The target chamber accommodates two X-ray detectors, one Ge gamma-ray detector and up
to four particle detectors (two Canberra PIPS detectors initially).
The main X-ray detector is a Ge large area variety and is equipped with an
X-ray filter to attenuate intense major element lines. The chamber permits
a close geometry with the detector 16 mm from target [1,2]. This is complemented by a
second X-ray detector, a 10 mm2 Si(Li) (not shown above), to provide major element detection.
The principal X-ray detector is a Canberra Ultra LE Ge detector, an intrinsic Ge
detector with a 100 mm2 active area, a thickness of 10 mm and a measured energy
resolution of 143 eV (Mn Ka).
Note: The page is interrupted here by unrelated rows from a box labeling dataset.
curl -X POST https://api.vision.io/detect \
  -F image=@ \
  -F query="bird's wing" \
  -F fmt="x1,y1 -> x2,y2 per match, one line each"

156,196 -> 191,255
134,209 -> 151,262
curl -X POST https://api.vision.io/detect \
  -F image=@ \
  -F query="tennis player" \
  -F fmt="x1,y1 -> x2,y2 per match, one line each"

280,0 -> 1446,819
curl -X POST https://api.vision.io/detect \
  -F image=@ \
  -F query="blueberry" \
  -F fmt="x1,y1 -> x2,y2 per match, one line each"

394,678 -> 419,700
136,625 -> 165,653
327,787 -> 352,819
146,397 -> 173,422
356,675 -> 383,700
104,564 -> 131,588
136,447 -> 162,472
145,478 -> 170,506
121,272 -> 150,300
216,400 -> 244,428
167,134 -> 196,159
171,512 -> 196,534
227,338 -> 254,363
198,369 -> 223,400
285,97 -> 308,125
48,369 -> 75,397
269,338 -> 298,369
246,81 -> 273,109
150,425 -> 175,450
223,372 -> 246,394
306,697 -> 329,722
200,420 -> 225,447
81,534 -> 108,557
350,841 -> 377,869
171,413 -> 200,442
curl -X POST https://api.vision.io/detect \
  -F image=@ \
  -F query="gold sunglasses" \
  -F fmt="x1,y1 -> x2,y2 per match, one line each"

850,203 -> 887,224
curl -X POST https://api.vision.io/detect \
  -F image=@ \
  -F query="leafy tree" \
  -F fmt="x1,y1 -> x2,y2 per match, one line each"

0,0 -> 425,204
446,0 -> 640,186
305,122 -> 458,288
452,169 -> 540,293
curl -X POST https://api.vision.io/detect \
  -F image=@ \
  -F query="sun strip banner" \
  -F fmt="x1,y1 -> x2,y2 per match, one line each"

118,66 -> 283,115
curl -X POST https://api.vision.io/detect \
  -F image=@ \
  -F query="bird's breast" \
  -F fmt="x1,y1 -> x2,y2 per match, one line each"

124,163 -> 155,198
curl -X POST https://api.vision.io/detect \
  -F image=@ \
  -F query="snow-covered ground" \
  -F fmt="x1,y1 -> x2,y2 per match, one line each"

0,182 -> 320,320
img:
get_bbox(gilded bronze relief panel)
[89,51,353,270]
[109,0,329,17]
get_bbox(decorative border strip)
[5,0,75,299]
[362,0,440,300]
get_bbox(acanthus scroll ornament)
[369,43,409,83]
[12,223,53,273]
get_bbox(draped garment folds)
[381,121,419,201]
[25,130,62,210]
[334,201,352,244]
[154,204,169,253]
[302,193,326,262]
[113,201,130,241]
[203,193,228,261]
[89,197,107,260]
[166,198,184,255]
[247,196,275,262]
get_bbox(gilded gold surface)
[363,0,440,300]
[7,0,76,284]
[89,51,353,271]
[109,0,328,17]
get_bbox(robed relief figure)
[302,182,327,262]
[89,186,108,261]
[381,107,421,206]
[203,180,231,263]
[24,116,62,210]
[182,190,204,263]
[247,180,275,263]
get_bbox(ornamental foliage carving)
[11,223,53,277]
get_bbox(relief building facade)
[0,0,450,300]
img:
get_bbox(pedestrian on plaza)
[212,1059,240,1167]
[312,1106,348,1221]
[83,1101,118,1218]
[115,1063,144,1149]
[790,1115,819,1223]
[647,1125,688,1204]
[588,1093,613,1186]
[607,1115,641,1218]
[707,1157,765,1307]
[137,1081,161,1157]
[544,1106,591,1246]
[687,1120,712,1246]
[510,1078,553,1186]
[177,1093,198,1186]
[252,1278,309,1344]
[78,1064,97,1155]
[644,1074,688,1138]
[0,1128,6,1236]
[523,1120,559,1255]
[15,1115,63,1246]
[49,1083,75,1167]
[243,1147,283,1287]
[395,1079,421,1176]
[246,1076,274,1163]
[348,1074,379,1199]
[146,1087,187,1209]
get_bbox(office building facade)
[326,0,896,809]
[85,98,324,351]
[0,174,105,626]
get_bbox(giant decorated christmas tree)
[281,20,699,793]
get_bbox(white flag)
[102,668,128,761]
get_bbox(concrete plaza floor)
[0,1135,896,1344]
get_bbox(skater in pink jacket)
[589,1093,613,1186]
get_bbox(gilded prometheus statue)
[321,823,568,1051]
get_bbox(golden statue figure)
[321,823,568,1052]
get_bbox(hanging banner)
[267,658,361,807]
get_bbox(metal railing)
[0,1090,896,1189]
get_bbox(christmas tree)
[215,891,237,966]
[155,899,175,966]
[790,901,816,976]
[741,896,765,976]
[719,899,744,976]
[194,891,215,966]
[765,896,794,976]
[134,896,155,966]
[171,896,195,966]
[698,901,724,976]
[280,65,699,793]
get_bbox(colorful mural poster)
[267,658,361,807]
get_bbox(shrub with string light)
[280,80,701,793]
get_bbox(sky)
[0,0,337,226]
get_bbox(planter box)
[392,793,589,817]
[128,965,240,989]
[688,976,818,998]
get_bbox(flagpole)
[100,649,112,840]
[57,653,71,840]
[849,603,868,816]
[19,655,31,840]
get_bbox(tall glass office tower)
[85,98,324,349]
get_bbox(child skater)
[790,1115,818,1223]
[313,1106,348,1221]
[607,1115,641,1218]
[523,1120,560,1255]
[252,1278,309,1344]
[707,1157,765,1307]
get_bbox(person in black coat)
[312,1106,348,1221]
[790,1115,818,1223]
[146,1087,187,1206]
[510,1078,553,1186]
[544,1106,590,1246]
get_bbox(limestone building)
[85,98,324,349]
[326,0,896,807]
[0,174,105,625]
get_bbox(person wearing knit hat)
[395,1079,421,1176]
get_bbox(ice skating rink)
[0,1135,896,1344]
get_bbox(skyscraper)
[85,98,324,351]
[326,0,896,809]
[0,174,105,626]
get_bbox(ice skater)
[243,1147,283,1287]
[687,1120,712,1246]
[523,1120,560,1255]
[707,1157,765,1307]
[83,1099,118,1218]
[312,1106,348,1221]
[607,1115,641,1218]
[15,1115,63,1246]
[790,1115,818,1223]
The detector uses a Canberra 2060 digital signal
processor (DSP) which includes pile-up rejection and is capable of high counts rates,
by virtual of the digital filtering approach. The gamma-ray detector is a Canberra 30%
Ge detector, with a slim-line preamplifier configuration to insert into the chamber
0° port. The measured energy resolution is 1.9 keV (Co60 1.332 MeV). It uses a second
DSP, which includes pile-up rejection, as well as ballistic deficit correction .
 C.G. Ryan, D.N. Jamieson, W.L. Griffin, G. Cripps and R. Szymanski, "The New
CSIRO-GEMOC Nuclear Microprobe: First Results, Performance and Recent Applications",
Nucl. Instr. Meth. B181 (2001) 12-19.
 C.G. Ryan, D.N. Jamieson, W.L. Griffin and G. Cripps, "The CSIRO-GEMOC Nuclear Microprobe:
A high-performance system based on a new closely integrated design", Nucl. Instr. Meth. B158 (1999) 97-106.